I wouldn’t change the B1G (Ten) to the Big 12, even if it were available, because I’m quite sure the B1G (Ten) isn’t done expanding. So I’d call it the Great Lakes Conference. Most of the states involved are touched by one of the Great Lakes. Yes, I know Iowa isn’t, but poor Iowa floods so much it could be the sixth Great Lake. That leaves Nebraska out, but so what? As the B1G will soon learn, Nebraska is an island unto itself.
After the conference name is changed to Great Lakes, then the divisions can become the Sailors and Pirates. (Yes, pirates once roamed the Great Lakes; you could look it up.) Plus it’s more fun and less ridiculous than Legends and Leaders. The division leaders could play for a cutlass, or an eye patch. Arrrrrrrrrrrrrrrrgh.
That leaves us with the poor old Big 12. No one wants to come and play, and at least half those already there want out. It’s like a party at the Salahis. And although the Big 12 has virtually no pride left, it doesn’t want a used name like, say, the Big Ten, which is still technically in use by B1G anyway. Confusing, isn’t it?
After this season, or possible after I finish this clause, Texas A&M will be gone, leaving the Big 12 with nine members. Missouri could leave as well; it’s made more overtures than Tiger Woods. At that point, I’d throw out somebody — my gut says Texas, my heart says Missouri, but my head says either Texas Tech or Baylor — and go Old School: the Big Eight.
Of course, that would preclude the league from participating in the BCS, so that’s not going to happen. So the Big 12 will have to go begging. I wish they’d grab up South Dakota State — the Jackrabbits! — and North Dakota (nickname TBD). Then we can call it The Middle, because it would run right down the center of the country. Oh, except for Iowa State. Nuts.
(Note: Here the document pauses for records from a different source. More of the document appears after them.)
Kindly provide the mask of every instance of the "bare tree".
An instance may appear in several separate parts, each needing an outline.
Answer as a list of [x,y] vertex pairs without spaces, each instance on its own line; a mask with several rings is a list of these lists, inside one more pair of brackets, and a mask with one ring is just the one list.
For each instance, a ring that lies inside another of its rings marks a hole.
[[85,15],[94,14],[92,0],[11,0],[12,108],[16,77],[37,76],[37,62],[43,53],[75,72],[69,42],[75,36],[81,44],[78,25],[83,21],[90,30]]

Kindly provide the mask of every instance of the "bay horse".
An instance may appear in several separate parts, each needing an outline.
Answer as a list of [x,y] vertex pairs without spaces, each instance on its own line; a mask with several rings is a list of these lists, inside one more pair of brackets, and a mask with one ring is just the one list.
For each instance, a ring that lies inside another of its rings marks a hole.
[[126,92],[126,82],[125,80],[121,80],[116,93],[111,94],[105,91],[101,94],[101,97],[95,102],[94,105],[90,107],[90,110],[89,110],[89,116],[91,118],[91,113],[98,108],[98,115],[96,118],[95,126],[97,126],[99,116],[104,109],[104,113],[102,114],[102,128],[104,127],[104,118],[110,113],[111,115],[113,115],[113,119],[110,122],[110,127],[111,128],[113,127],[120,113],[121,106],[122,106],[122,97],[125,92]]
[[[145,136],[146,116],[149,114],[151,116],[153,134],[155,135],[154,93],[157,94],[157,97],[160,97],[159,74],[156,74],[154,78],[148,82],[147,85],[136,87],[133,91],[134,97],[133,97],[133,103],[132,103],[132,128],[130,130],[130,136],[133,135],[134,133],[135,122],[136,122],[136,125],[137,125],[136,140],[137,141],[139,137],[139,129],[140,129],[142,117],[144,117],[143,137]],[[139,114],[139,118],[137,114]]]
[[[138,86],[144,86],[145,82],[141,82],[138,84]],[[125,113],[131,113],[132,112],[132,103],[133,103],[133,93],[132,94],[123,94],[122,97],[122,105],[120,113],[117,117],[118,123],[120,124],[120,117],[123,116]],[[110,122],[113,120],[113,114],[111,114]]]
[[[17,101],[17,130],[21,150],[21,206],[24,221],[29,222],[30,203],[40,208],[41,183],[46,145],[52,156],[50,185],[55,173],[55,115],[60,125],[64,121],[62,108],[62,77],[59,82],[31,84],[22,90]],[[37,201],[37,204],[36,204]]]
The Middle, of course, would have zero appeal to the television networks, not like, say, Sailors and Pirates. So maybe we would have to call it the Great Plains Conference (motto: Pay Attention To Us, Or We’ll Stop Producing Your Food And Close Our Air Space!) Divisions could be the Reapers and the Sowers, or the Combines and the Plows.
Well, that needs work, but once it’s settled, our only remaining problem is Texas A&M joining the Southeastern Conference. Although College Station is certainly south of several SEC schools, and it is sort of in eastern Texas, so I say we let that one slide and save our strength. The next bunch of defections might not be any better, but they could be even B1Gger.